I’m still not sure that Sinclair wasn’t singled out for unusually strong punishment because of the recent emphasis on sexual assault. But McHugh was acting well within his authority and there is indeed—contrary to the press report that I was citing—recent precedent for this sort of punishment.
As for Ward, the same rationale applied: he committed his offenses as a four-star, so was retired at the three-star rank at which he had served satisfactorily.
Calling Obama names behind his back is more egregious than allegedly raping your subordinates?
@Stormy Dragon: In America, we don’t punish people for allegations, but rather the things we convict them of in court. Sinclair was convicted of relatively minor crimes.
And, yes, McChrystal committed a grave offense against the Constitution. That’s actually quite important.
That’s one way to look at it… I prefer to see it as: the way those generals were allowed off the hook without reductions was an abuse of power by the Secretary. So much of officership, command, and rank is driven by (or at least, we’re told constantly that it’s driven by) the confidence your superiors and fellows have in you – in your character and your ability to lead and perform. If the Secretary genuinely has so low an opinion of this officer, I don’t see it (this reduction) being out of bounds. I see the previous failures to reduce as the problem…
I’m very sympathetic to that argument, actually.
My problem here, aside from precedent, is that Sinclair was chosen as the poster boy for the Army getting touch with sexual offenders and is being punished accordingly. I’d be okay with that had he actually been convicted of sexual assault.

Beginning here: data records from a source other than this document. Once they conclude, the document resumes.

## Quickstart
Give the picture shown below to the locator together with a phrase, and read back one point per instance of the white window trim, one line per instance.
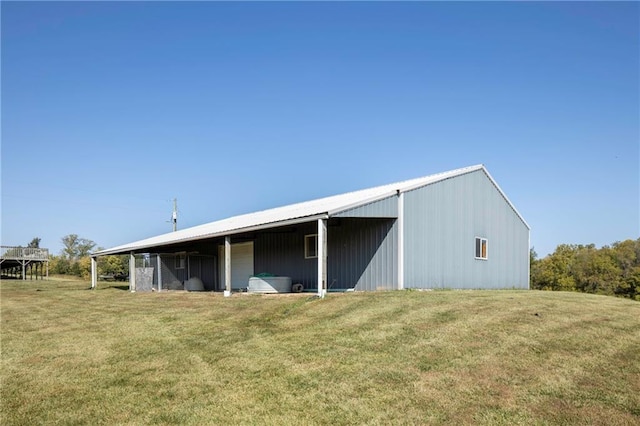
(180, 261)
(307, 246)
(486, 242)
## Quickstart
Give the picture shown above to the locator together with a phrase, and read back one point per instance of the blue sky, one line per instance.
(110, 110)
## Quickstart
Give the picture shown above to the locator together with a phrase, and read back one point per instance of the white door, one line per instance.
(241, 265)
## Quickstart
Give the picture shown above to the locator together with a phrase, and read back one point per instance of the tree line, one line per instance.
(611, 270)
(74, 259)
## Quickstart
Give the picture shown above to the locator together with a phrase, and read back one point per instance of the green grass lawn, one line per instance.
(76, 356)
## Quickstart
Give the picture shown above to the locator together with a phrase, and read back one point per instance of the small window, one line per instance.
(310, 246)
(481, 248)
(180, 261)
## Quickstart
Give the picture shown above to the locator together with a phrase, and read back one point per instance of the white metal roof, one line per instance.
(293, 213)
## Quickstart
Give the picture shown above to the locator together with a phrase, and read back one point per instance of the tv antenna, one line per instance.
(174, 215)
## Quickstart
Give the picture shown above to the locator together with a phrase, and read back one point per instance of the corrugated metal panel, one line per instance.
(242, 264)
(278, 216)
(361, 254)
(387, 207)
(441, 223)
(281, 252)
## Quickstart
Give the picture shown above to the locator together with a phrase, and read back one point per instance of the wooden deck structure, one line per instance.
(14, 262)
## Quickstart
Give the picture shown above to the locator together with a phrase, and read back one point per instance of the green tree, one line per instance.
(76, 247)
(112, 264)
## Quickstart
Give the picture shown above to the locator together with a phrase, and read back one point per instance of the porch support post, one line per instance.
(400, 240)
(94, 273)
(132, 272)
(227, 266)
(322, 257)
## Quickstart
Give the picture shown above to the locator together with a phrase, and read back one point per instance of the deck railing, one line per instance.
(24, 253)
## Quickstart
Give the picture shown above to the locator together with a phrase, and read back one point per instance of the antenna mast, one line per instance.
(174, 215)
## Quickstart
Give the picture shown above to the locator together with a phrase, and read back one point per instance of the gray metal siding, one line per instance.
(362, 254)
(387, 207)
(281, 252)
(441, 223)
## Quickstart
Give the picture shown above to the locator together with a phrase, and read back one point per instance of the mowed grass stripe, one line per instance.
(76, 356)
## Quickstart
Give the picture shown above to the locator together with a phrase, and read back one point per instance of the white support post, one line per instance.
(227, 266)
(322, 257)
(159, 262)
(132, 272)
(94, 273)
(401, 241)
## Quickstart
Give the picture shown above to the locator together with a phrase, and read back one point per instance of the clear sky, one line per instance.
(110, 110)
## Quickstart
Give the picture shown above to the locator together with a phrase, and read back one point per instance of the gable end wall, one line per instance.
(441, 222)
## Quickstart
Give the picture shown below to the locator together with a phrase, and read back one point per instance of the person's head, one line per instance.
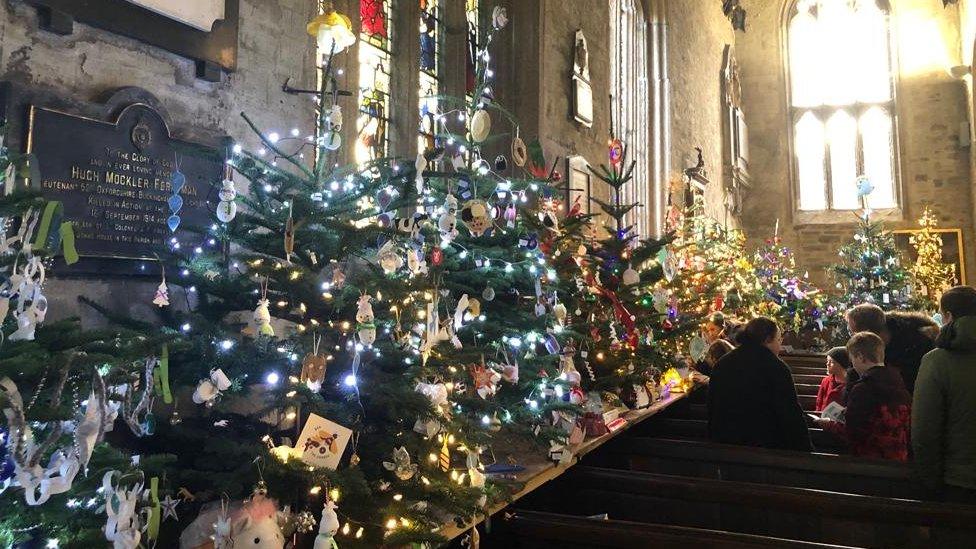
(955, 303)
(838, 361)
(762, 331)
(717, 350)
(714, 327)
(866, 350)
(866, 317)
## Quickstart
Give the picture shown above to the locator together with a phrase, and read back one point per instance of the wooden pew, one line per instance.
(760, 465)
(798, 513)
(531, 529)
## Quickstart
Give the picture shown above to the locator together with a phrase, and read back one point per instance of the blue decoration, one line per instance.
(864, 186)
(175, 201)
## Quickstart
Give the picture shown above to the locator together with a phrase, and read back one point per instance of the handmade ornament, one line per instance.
(261, 317)
(480, 125)
(328, 527)
(227, 207)
(313, 366)
(499, 17)
(388, 258)
(447, 222)
(485, 379)
(123, 526)
(364, 317)
(175, 201)
(208, 390)
(162, 293)
(401, 466)
(476, 217)
(322, 442)
(630, 277)
(289, 236)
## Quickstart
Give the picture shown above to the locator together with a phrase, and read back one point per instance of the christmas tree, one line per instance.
(870, 270)
(365, 346)
(791, 299)
(931, 274)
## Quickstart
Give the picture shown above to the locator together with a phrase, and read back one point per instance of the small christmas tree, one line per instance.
(870, 270)
(932, 275)
(790, 298)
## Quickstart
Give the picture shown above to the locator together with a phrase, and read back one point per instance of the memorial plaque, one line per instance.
(114, 178)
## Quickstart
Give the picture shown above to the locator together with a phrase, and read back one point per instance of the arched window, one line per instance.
(842, 103)
(631, 101)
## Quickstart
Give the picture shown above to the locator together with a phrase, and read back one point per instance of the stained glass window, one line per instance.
(429, 72)
(375, 41)
(630, 100)
(842, 98)
(474, 27)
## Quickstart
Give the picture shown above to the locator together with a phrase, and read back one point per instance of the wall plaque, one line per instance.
(114, 178)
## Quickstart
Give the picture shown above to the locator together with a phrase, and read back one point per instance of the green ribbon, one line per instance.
(44, 227)
(161, 379)
(68, 243)
(155, 509)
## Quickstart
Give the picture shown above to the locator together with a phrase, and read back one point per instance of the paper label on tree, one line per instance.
(322, 442)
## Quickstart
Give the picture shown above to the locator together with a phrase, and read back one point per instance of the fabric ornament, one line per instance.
(328, 527)
(401, 466)
(227, 207)
(447, 222)
(175, 201)
(208, 390)
(476, 217)
(364, 318)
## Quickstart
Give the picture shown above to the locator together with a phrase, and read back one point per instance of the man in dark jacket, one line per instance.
(907, 336)
(751, 397)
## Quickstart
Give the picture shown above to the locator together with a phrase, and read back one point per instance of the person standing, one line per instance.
(944, 405)
(878, 415)
(751, 398)
(832, 385)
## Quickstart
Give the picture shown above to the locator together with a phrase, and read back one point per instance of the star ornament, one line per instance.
(168, 505)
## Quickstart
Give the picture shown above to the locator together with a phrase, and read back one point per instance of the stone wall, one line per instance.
(88, 64)
(697, 35)
(935, 167)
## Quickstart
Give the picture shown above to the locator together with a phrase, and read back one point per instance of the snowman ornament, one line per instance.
(364, 316)
(227, 207)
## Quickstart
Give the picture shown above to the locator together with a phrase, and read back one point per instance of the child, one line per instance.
(878, 415)
(832, 385)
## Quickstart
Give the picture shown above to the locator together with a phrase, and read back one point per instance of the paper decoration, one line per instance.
(322, 442)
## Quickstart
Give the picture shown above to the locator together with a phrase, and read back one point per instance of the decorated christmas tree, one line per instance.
(790, 298)
(871, 270)
(932, 275)
(365, 346)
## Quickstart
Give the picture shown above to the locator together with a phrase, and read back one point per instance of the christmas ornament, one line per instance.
(162, 292)
(447, 222)
(476, 217)
(401, 466)
(261, 318)
(364, 317)
(313, 366)
(175, 201)
(480, 125)
(328, 527)
(388, 258)
(208, 390)
(227, 207)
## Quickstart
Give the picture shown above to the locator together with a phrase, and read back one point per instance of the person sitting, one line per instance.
(751, 398)
(832, 385)
(944, 405)
(713, 354)
(877, 418)
(907, 336)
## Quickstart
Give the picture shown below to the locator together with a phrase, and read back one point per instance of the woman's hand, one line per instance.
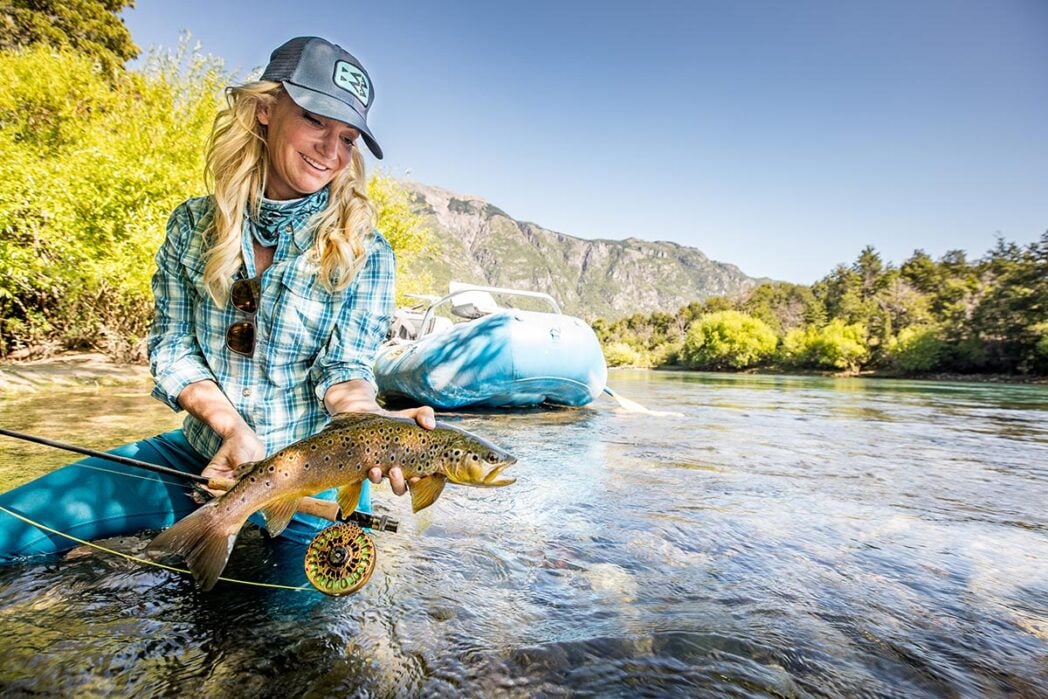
(426, 418)
(238, 448)
(358, 396)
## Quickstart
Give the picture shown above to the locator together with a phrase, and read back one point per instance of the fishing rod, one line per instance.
(326, 509)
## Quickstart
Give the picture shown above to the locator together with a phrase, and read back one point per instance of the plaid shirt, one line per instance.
(307, 337)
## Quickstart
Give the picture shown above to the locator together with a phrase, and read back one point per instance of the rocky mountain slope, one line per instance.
(476, 242)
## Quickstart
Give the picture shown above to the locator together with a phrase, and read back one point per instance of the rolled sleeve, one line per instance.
(175, 358)
(362, 324)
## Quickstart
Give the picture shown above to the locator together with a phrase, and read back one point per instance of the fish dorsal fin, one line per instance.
(348, 498)
(278, 514)
(426, 492)
(347, 419)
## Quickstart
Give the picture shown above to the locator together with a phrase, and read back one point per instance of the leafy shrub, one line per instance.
(727, 340)
(839, 346)
(620, 354)
(918, 349)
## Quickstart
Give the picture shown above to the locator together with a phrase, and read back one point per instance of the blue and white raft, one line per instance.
(464, 350)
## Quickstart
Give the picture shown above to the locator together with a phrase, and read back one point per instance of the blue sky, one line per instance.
(782, 136)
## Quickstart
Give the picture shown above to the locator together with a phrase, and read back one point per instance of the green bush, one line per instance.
(91, 165)
(839, 346)
(727, 340)
(835, 346)
(620, 354)
(918, 349)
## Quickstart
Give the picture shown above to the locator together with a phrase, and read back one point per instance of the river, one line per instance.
(776, 537)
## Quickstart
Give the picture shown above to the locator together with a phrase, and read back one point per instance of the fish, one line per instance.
(336, 457)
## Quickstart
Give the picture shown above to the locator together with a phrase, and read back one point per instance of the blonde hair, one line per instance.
(237, 169)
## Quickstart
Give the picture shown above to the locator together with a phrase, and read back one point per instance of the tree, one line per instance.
(90, 169)
(918, 349)
(92, 27)
(727, 340)
(406, 231)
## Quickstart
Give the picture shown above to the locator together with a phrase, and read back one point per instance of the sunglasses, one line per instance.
(244, 296)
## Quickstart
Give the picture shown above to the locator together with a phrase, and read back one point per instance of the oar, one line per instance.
(326, 509)
(634, 407)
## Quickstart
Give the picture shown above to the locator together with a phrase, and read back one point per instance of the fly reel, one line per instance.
(341, 560)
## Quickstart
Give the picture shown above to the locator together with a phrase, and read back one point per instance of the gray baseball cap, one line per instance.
(326, 80)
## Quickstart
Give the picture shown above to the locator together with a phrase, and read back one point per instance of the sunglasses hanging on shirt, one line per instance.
(244, 296)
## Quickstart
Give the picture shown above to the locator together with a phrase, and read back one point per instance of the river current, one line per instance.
(763, 537)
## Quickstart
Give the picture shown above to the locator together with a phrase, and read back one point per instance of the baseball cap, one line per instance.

The Army’s case fell apart and he’s being punished as if it hadn’t.
No, he’s not. You say yourself you’d be happy to see him dishonorably discharged and stripped of his pension. That would be a much bigger punishment than what he is receiving, and what he would have received had he been convicted.
I’m not a vet, so I have to ask, do reductions in rank only happen when convicted of a crime?
Saying the allegations weren’t proven is different than saying they allegations weren’t particularly egregious. And it should be noted that Stanley McChrystal wasn’t actually convicted of anything.
And I call bull on this. If I got caught making fun of my boss, I would expect to get fired. I would not expect my earned retirement benefits to be retroactively reduced, and I certainly wouldn’t consider it a crime.
So what would be an appropriate response by the Secretary for a two star who pled guilty to adultery and stealing from Uncle Sam via illegal use of a credit card and disobeyed a commanders order, possessed pornography in a Muslim war zone, requested nude pictures of female subordinates?
A slap on the wrist like all the other generals received?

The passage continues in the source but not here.